Stalin's Soviet Justice by David M. Crowe;

Stalin's Soviet Justice by David M. Crowe;

Author:David M. Crowe;
Language: eng
Format: epub
Publisher: Bloomsbury UK


4

The Human Face of Soviet Justice? Aron Trainin and the Origins of the Soviet Doctrine of International Criminal Law

Valentyna Polunina

On July 16, 1938, six hundred legal scholars, academics, and legal practitioners from different regions of the Soviet Union gathered in Moscow for the “First conference on the doctrine of the Soviet state and law.” The meeting was organized by Andrey Vyshinsky, the head of the Institute of State and Law in the Soviet Academy of Sciences and state prosecutor in notorious Stalin’s Moscow trials, with the ambitious goal of adopting a unified Marxist-Leninist-Stalinist vision of Soviet legal doctrine. The new theory of Soviet law was to replace the approaches and concepts of earlier Soviet jurists, which had been branded as “hostile” and “anti-Marxist.”1 For instance, Vyshinsky condemned the idea of Evgeny Pashukanis that once the state of communism was achieved, law and the state would wither away. Instead, morality was supposed to be a replacement.2

In his speech, Vyshinsky introduced a new official definition of law, while other approaches to law were declared to be “wrecking.” Vyshinsky defined law as “a set of rules of behavior . . . that express the will of the ruling class as well as . . . the customs and rules of coexistence, authorized by the state, the application of which is guaranteed by state power in order to protect, consolidate, and develop the public relations and orders beneficial and acceptable for the ruling class.”3 This definition shows that Vyshinsky understood law as a coercive instrument in the hands of state that was to be used for the regulation of human behavior. At the same time, Vyshinsky, like many of the earlier legal scholars he had criticized, forgot to mention that Marx and Lenin had themselves rejected the idea of a new proletarian or socialist law which would wholly replace capitalist law in a socialist society.

Vyshinsky introduced a concept new to Soviet legal thought—“a branch of law.” Among the branches of law that received official sanction, like administrative or criminal law, a special role was given to the Soviet doctrine of international law due to the complicated geopolitical constellation of the Soviet state “in capitalist encirclement.”4 One of the most important topics for analysis was the notion of aggression that, claimed Vyshinsky, “had first been defined by Soviet diplomats.”5

Vyshinsky also called for more attention to aspects of criminal law such as issues of guilt, complicity, and the legal instrument of analogy. They would later prove to be useful, not only during the Soviet but also during the Allied and international war crimes tribunals.

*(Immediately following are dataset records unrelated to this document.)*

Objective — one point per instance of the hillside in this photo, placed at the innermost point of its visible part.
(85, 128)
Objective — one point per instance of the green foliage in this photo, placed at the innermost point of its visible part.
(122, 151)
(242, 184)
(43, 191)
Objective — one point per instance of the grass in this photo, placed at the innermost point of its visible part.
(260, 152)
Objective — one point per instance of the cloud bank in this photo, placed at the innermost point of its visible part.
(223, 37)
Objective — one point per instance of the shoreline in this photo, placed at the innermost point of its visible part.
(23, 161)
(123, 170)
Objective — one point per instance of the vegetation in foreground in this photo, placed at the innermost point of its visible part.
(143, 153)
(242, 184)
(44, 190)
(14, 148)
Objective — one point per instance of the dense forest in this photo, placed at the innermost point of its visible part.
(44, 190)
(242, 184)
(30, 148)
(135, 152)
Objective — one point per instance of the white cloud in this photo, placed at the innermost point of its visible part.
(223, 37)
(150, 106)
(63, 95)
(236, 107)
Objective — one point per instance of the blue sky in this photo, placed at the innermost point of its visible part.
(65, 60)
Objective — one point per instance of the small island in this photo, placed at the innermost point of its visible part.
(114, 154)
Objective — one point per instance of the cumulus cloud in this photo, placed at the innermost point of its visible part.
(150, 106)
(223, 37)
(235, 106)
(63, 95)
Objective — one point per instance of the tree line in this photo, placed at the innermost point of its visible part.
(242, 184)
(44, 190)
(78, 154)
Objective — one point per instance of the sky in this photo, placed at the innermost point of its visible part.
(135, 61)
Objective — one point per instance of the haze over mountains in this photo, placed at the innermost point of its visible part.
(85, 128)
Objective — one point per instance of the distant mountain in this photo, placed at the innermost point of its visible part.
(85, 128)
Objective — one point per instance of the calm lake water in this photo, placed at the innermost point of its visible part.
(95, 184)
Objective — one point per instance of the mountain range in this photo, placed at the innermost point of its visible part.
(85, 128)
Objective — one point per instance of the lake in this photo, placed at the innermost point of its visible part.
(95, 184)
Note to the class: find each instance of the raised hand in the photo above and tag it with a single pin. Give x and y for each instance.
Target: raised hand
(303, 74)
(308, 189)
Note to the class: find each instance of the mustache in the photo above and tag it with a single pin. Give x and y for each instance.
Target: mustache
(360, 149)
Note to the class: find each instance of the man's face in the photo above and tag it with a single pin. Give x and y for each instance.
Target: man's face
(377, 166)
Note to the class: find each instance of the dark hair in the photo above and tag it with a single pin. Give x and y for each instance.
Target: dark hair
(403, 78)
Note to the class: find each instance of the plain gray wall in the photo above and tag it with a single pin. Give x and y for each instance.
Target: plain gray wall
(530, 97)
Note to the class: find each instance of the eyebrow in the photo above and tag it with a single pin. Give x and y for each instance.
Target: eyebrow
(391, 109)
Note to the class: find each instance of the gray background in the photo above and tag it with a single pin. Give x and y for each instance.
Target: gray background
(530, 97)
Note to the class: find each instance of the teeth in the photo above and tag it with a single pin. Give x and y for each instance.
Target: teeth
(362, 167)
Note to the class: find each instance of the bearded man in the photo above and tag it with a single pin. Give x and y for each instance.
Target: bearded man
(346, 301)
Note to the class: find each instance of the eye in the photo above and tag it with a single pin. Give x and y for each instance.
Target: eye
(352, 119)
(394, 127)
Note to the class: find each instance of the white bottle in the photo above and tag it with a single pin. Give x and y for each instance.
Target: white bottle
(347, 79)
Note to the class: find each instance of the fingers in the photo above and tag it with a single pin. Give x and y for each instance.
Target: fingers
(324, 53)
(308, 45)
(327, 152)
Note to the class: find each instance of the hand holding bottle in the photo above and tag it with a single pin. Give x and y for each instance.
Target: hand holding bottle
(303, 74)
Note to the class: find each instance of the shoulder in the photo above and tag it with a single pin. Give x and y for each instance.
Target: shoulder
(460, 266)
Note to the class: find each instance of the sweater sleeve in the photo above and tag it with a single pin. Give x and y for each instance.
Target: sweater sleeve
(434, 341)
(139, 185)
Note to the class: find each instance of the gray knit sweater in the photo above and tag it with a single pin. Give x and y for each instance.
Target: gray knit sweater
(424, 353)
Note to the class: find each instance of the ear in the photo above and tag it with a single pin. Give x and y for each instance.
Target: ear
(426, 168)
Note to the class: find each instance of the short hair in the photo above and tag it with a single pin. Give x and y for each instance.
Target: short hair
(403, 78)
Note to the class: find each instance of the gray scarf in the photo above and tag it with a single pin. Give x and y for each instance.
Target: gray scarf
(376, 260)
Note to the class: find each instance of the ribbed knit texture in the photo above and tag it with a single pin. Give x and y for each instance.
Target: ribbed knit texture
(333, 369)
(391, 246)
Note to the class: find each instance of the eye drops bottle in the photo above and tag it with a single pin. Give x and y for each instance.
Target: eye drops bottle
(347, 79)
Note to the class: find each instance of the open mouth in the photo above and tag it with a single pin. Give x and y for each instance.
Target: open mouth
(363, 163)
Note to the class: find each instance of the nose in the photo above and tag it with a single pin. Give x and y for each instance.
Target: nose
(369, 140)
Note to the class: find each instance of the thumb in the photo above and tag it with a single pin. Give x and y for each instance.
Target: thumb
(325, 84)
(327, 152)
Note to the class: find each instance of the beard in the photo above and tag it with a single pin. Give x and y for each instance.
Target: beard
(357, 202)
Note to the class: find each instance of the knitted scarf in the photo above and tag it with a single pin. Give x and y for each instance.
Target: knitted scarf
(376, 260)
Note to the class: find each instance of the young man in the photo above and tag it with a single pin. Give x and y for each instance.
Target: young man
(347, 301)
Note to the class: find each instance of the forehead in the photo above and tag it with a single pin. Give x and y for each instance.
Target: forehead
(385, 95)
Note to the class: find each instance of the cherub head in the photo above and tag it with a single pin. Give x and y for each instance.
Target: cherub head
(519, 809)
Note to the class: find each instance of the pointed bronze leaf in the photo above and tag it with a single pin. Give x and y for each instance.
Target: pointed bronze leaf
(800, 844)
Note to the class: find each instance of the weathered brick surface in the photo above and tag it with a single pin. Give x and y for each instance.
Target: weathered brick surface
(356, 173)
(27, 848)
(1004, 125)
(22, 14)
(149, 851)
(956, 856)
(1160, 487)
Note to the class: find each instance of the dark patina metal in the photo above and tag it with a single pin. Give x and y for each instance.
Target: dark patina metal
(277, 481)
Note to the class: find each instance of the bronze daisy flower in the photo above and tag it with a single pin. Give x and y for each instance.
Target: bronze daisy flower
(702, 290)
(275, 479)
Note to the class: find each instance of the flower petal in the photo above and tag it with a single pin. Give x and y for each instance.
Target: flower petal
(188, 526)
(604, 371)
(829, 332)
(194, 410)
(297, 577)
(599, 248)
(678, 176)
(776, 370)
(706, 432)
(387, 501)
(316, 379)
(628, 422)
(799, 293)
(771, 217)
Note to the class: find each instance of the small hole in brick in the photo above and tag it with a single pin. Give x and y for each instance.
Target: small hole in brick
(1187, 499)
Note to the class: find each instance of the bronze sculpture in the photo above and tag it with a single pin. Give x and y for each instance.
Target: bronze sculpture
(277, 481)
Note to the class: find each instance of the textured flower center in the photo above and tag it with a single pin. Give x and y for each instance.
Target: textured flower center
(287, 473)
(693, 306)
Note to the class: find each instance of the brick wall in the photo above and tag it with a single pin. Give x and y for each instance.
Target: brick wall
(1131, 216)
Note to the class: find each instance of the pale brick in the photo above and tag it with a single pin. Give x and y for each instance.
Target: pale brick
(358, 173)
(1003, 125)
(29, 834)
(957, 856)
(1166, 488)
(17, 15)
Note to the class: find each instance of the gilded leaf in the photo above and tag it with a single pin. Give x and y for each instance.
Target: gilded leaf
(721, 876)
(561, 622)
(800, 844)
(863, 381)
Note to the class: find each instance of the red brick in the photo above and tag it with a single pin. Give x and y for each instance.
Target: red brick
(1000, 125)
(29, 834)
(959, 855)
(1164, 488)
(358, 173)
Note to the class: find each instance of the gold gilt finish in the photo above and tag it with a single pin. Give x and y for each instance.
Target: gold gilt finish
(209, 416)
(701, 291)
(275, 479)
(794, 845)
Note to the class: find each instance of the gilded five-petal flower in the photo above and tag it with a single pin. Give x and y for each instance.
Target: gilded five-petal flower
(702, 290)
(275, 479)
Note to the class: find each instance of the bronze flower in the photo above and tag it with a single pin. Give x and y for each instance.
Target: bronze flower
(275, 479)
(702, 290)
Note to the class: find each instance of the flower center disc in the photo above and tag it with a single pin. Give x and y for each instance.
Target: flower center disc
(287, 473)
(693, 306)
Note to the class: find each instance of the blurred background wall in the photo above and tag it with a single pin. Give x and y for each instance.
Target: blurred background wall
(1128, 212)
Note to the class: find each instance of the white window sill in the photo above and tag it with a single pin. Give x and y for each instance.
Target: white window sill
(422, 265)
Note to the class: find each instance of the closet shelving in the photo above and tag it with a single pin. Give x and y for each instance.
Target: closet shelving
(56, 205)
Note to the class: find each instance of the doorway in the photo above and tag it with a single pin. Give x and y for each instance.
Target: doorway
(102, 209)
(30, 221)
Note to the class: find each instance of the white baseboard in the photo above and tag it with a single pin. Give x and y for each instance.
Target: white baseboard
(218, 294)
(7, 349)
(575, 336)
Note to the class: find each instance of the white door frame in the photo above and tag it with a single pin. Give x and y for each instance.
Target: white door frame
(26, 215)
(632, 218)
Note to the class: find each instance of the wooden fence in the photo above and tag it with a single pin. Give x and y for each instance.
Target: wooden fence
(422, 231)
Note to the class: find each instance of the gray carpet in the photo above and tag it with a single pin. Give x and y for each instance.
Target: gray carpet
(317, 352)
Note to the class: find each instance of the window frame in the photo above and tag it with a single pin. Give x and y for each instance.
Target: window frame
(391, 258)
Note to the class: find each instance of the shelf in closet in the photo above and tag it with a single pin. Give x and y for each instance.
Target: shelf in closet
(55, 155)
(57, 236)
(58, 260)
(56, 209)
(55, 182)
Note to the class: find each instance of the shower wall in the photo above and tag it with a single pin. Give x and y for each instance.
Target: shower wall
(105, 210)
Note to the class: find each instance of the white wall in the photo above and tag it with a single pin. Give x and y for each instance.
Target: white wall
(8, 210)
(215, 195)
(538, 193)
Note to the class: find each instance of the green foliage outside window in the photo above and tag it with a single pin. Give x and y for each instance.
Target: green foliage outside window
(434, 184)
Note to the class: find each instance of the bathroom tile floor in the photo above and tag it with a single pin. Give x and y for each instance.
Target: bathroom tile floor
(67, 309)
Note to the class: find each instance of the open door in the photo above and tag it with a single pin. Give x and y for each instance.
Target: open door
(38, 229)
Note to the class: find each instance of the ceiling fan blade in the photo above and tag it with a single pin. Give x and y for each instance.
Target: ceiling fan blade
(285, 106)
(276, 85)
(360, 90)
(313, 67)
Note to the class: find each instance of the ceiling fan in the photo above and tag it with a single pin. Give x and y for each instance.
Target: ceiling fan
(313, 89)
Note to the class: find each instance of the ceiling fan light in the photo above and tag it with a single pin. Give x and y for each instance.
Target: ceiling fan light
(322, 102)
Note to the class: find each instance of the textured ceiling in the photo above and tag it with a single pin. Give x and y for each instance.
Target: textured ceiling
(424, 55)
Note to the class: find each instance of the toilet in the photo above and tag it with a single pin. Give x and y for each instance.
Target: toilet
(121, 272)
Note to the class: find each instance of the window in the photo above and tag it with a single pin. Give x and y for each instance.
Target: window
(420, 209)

Vyshinsky’s vision of how Soviet legal doctrine should evolve was distributed throughout the Soviet Union. Just a week after the conference, parts of his speech were reprinted in Pravda under the title “About the tasks of the Soviet socialist law science.” From then on, the Soviet government would elaborate a practical approach to international law and criminal justice; international trials were seen as a good opportunity to present the benefits of a communist state to the world.